Архиерейские свитские — келейник, да костыльник, да ризничий — о чем-то перешептывались; иподьякон, грузный мужчина с лицом, точно ошпаренным кипятком, дважды заходил в опочивальню, появлялся с поклоном, кротко извещал:
— Еще, милости просим, пообожди, господин…
— Пообожду! — соглашался Иевлев.
Он ждал предстоящей беседы с любопытством: хоть и видывал раньше преосвященного, но толком говорить с ним не пришлось, рассказывали же о старике разное. Раскольники предавали его анафеме, ненавидели с тех дней, когда в пылу состязания, в Грановитой палате, на Москве, он полез в драку в присутствии царевны Софьи. Духовенство, близкое ко двору, считало Афанасия мужиком и грубияном, но царь Петр, отправляя Иевлева в Архангельск, наказал твердо:
— Советчиком тебе будет Афанасий Холмогорский. У него голова умная. Ему верь. Тертый калач, всего повидал, я на него надеюсь…
Подумал и добавил:
— Кабы помоложе да не архиерей — работник был бы. Воеводою бы такого, али еще повыше. Зело честен и прямодушен, генералом был бы добрым, — непугливый старик…

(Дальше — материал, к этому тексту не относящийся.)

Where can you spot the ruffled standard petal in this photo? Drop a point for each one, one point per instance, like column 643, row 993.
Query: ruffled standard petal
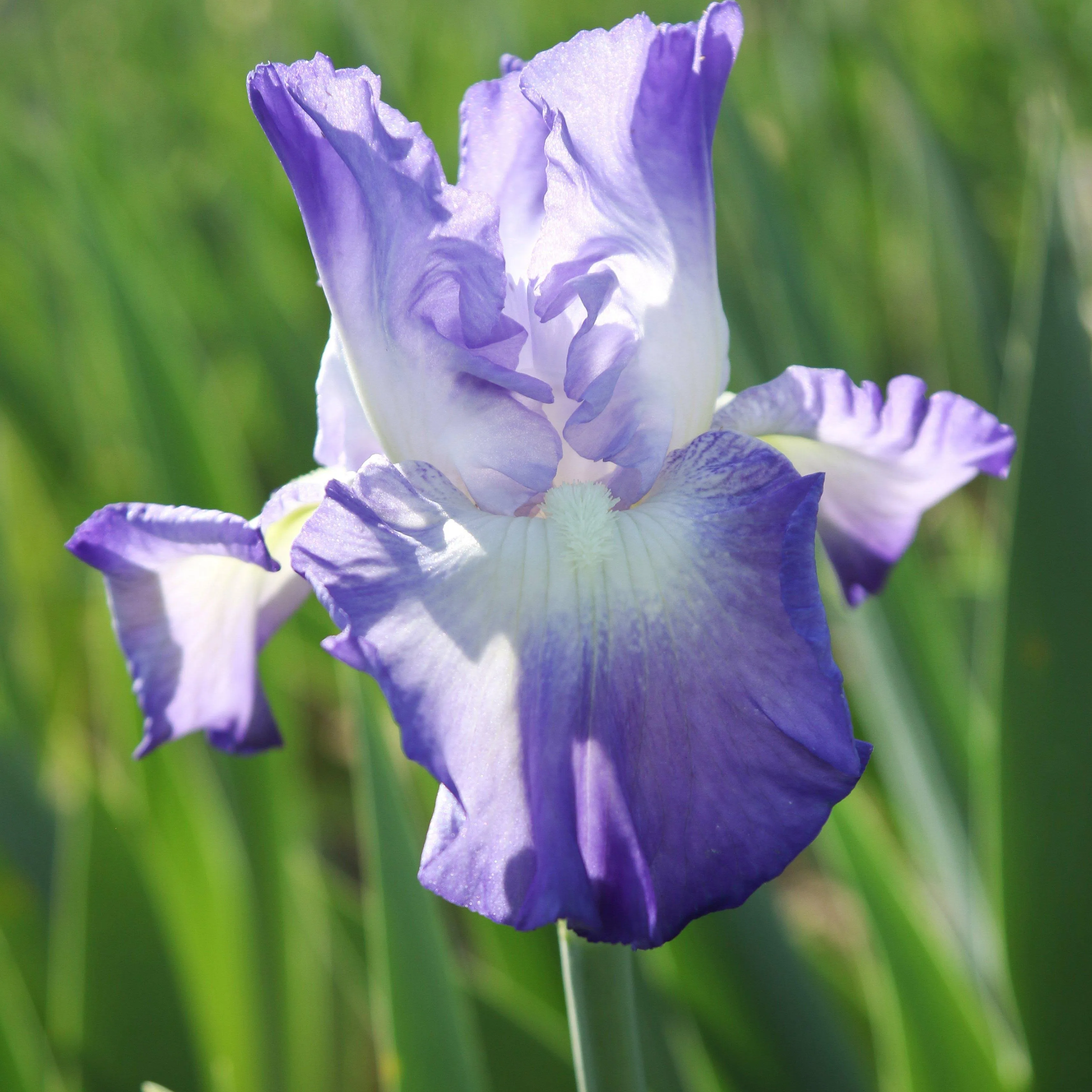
column 886, row 462
column 635, row 715
column 346, row 438
column 415, row 279
column 503, row 153
column 628, row 236
column 195, row 596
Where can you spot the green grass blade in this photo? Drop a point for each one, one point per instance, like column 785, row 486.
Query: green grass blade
column 948, row 1040
column 195, row 860
column 1046, row 746
column 421, row 1018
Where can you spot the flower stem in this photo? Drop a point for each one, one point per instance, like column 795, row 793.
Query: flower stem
column 599, row 994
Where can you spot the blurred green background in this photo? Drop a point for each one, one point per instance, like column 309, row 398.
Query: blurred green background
column 904, row 186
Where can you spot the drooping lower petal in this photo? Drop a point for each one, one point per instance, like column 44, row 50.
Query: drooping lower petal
column 635, row 715
column 886, row 462
column 628, row 236
column 194, row 597
column 415, row 279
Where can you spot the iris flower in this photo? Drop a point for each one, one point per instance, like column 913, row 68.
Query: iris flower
column 583, row 576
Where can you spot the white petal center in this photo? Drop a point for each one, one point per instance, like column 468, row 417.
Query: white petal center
column 583, row 513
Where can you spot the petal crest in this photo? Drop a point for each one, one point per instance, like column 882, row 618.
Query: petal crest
column 627, row 737
column 886, row 462
column 194, row 598
column 628, row 235
column 414, row 275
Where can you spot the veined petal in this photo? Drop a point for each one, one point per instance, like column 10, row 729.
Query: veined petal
column 628, row 236
column 886, row 462
column 415, row 279
column 195, row 596
column 502, row 152
column 635, row 715
column 344, row 438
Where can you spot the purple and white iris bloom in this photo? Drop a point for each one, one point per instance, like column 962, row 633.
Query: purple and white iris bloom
column 586, row 586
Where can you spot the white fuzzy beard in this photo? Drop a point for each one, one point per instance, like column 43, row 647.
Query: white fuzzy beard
column 583, row 515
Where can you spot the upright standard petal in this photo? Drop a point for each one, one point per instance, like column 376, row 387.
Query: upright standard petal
column 415, row 279
column 886, row 462
column 346, row 438
column 634, row 715
column 503, row 153
column 628, row 236
column 195, row 596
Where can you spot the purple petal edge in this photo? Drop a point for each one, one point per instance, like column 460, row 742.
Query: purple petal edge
column 194, row 596
column 627, row 778
column 886, row 462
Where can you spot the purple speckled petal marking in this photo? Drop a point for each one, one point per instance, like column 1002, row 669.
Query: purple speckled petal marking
column 194, row 597
column 886, row 462
column 415, row 279
column 635, row 716
column 627, row 245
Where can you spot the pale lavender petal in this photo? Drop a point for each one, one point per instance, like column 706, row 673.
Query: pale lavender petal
column 194, row 597
column 628, row 236
column 635, row 716
column 502, row 152
column 886, row 462
column 415, row 279
column 344, row 438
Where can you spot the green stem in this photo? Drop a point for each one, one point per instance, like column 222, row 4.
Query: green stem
column 599, row 994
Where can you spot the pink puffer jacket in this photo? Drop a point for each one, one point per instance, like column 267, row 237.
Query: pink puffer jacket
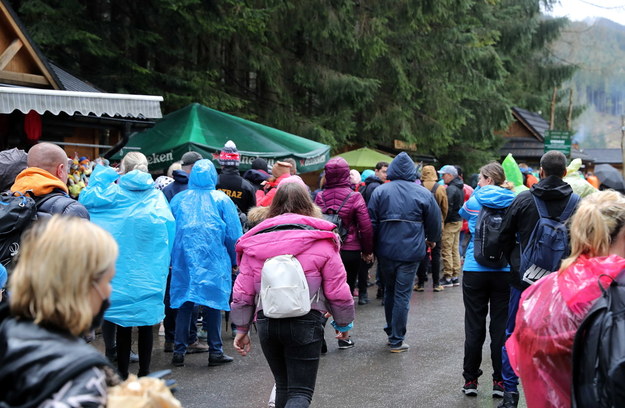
column 316, row 250
column 354, row 213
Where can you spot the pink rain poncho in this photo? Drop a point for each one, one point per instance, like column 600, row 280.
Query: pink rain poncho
column 550, row 311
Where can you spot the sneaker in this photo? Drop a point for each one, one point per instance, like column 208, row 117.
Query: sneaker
column 197, row 347
column 446, row 283
column 177, row 360
column 219, row 359
column 400, row 348
column 345, row 344
column 202, row 334
column 470, row 388
column 498, row 389
column 510, row 400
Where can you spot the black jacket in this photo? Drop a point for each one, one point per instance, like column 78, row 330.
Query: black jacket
column 522, row 216
column 36, row 363
column 240, row 191
column 455, row 199
column 371, row 183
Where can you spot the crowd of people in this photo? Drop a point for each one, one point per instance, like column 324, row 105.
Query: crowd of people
column 192, row 244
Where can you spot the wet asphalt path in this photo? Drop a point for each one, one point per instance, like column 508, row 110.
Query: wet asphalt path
column 368, row 375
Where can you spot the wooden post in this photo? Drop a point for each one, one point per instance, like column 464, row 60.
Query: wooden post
column 623, row 141
column 569, row 114
column 552, row 118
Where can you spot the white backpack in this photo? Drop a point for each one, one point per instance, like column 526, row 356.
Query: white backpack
column 284, row 288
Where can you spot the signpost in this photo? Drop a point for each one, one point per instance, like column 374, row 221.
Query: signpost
column 559, row 140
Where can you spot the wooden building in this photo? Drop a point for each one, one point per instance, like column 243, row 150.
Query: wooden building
column 40, row 101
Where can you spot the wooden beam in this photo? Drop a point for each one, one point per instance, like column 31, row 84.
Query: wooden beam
column 19, row 78
column 10, row 52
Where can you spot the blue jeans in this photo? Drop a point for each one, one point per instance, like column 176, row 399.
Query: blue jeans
column 292, row 347
column 212, row 326
column 398, row 278
column 510, row 379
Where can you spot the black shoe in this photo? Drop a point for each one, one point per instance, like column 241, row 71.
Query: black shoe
column 219, row 359
column 177, row 360
column 510, row 400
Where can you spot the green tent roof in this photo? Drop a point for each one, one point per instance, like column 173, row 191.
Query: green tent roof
column 364, row 158
column 204, row 130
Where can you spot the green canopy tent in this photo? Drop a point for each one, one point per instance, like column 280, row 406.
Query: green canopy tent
column 364, row 158
column 204, row 130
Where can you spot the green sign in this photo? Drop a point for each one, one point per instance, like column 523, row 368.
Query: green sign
column 559, row 140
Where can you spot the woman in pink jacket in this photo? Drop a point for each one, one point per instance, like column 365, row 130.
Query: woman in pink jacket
column 292, row 345
column 551, row 310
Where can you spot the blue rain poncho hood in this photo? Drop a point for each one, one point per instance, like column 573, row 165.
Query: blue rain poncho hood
column 207, row 228
column 139, row 218
column 402, row 168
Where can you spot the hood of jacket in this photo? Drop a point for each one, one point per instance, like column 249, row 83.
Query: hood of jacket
column 494, row 196
column 39, row 181
column 552, row 188
column 428, row 173
column 180, row 176
column 136, row 180
column 203, row 175
column 337, row 173
column 402, row 168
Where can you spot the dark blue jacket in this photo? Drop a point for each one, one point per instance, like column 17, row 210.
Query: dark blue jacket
column 181, row 183
column 404, row 214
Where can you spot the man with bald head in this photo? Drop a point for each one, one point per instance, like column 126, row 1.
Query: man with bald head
column 45, row 179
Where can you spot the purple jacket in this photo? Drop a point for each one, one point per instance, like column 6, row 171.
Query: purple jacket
column 354, row 213
column 316, row 250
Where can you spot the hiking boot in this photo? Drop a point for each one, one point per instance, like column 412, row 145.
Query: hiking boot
column 197, row 347
column 345, row 344
column 470, row 388
column 219, row 359
column 177, row 360
column 403, row 346
column 498, row 389
column 510, row 400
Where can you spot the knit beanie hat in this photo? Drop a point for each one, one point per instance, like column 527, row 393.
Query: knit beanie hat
column 281, row 168
column 229, row 155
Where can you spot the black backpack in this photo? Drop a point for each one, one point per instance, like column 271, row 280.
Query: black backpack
column 332, row 215
column 599, row 351
column 17, row 212
column 487, row 249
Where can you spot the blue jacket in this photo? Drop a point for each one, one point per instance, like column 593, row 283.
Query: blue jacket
column 403, row 214
column 207, row 227
column 490, row 196
column 138, row 217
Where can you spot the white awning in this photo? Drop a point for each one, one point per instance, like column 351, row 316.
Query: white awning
column 84, row 103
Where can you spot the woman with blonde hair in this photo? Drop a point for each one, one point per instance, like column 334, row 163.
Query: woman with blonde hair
column 139, row 218
column 551, row 310
column 59, row 289
column 484, row 284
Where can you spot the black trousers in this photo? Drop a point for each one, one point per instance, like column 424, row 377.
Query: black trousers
column 355, row 268
column 479, row 290
column 124, row 339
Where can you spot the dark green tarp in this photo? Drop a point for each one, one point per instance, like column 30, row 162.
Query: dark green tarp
column 204, row 130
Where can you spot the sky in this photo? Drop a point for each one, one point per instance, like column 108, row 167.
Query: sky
column 581, row 9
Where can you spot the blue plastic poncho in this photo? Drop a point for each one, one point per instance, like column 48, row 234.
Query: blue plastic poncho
column 139, row 218
column 207, row 228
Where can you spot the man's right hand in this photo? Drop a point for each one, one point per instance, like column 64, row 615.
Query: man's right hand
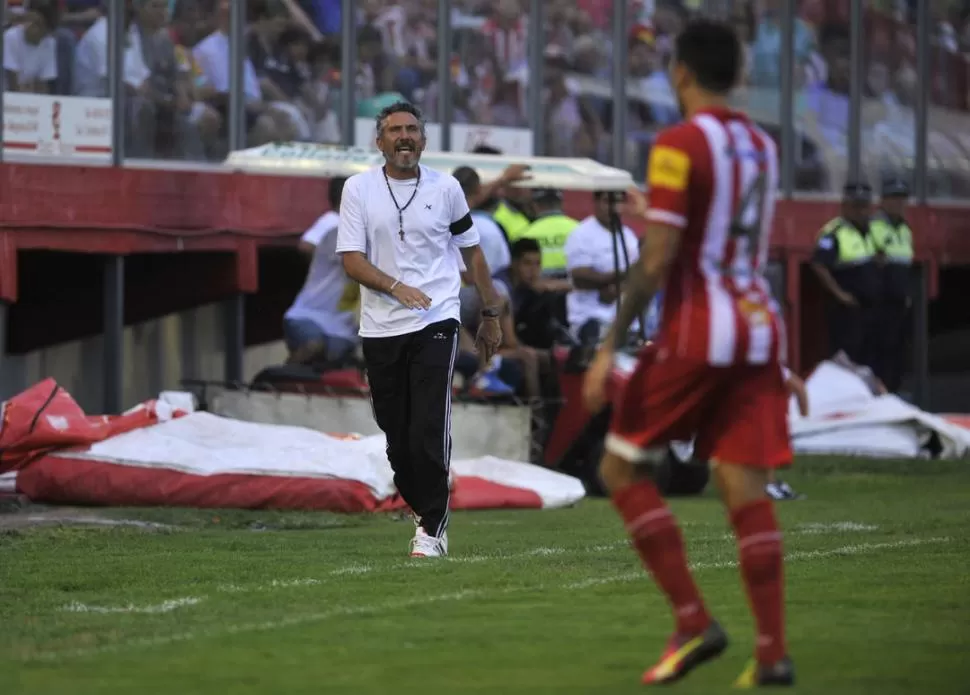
column 411, row 297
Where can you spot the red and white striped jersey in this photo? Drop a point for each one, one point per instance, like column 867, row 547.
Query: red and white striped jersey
column 716, row 178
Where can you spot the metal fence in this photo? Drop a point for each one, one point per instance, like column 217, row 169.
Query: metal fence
column 849, row 88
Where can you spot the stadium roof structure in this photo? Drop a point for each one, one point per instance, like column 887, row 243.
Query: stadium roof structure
column 309, row 159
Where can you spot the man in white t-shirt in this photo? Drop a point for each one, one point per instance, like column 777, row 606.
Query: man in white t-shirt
column 321, row 326
column 30, row 52
column 591, row 253
column 400, row 226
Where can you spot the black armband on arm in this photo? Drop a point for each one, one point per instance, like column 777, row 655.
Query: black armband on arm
column 462, row 225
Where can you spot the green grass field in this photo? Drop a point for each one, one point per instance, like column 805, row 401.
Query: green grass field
column 529, row 602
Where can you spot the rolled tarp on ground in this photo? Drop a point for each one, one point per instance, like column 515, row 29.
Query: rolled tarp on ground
column 163, row 454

Афанасий вышел к Иевлеву — мужик мужиком, хоть и в шелковой, длинной, до колен, рубахе, нечесаный, хмурый. Сильвестр Петрович собрался было приложиться к руке, Афанасий совсем словно рассердился:
— Брось, не для чего! Я сколько ден, вино пия, грешен…
Иевлев не мог скрыть удивления, Афанасий усмехнулся:
— Что глядишь-то? Не веришь? Я не таюсь, все обо мне ведают. Почитай, с воскресенья и начал с ними, со своими. Очень прохладны давеча были, только отходим, в баньке попарились. Пойдем в покои, будем беседовать. Ты, я чай, с дороги от ренского не откажешься? Вино доброе, старое, я к нему привержен…
Келейник с испуганным и укоряющим выражением бледного лица принес на большом медном подносе золотые с чернью сулеи, янтарные точеные кубки, миндаль на венецианской, тонкого стекла тарелке. Афанасий сам задернул парчой красный угол с иконами Иоанна Богослова, страстей Христовых, Благовещенья.
— Не гоже им глядеть…
Покуда Афанасий осторожно, чтобы не взболталось, разливал темнорубиновое вино, Иевлев, как бы в рассеянности, перебирал книги, лежавшие на столе. То были «Поучения о нашествии варваров», «Право, или Уставы воинские», «О гражданском житии, или о направлениях всех дел, якже надлежит обща народу»…
— Чего смотришь? — спросил Афанасий. — Читаю вот, вино пью и читаю. Да здесь более вздора, нежели дела, — глупцов умствования! Суесловно пишут. Виргилия еще читать способно, а то все воду в ступе толкут. Пей. Постарел ты, — помню, помню тебя на яхте на царевой, и еще помню, как в первый раз увидел. Смотришь хорошо, прямо, — нелегко тебе будет жизнь прожить…
Мелкими глотками смаковал вино, бросал в рот миндалины, жевал крепкими белыми зубами.
— Видел, прибрал ты город Архангельский, изряден нынче город стал, дозоры ходят. Семен Борисыч, стрелецкий полковник, помолодел даже. Хвалю тебя, сударь, хвалю. Государю писал о тебе. Ты — пей, со мной можно. Для беседы пей, а то вот молчишь, а я говорить с тобой возжелал, слушать тебя хочу. Поначалу спрашивать стану, а ты отвечай. Воевода Прозоровский мешает делу?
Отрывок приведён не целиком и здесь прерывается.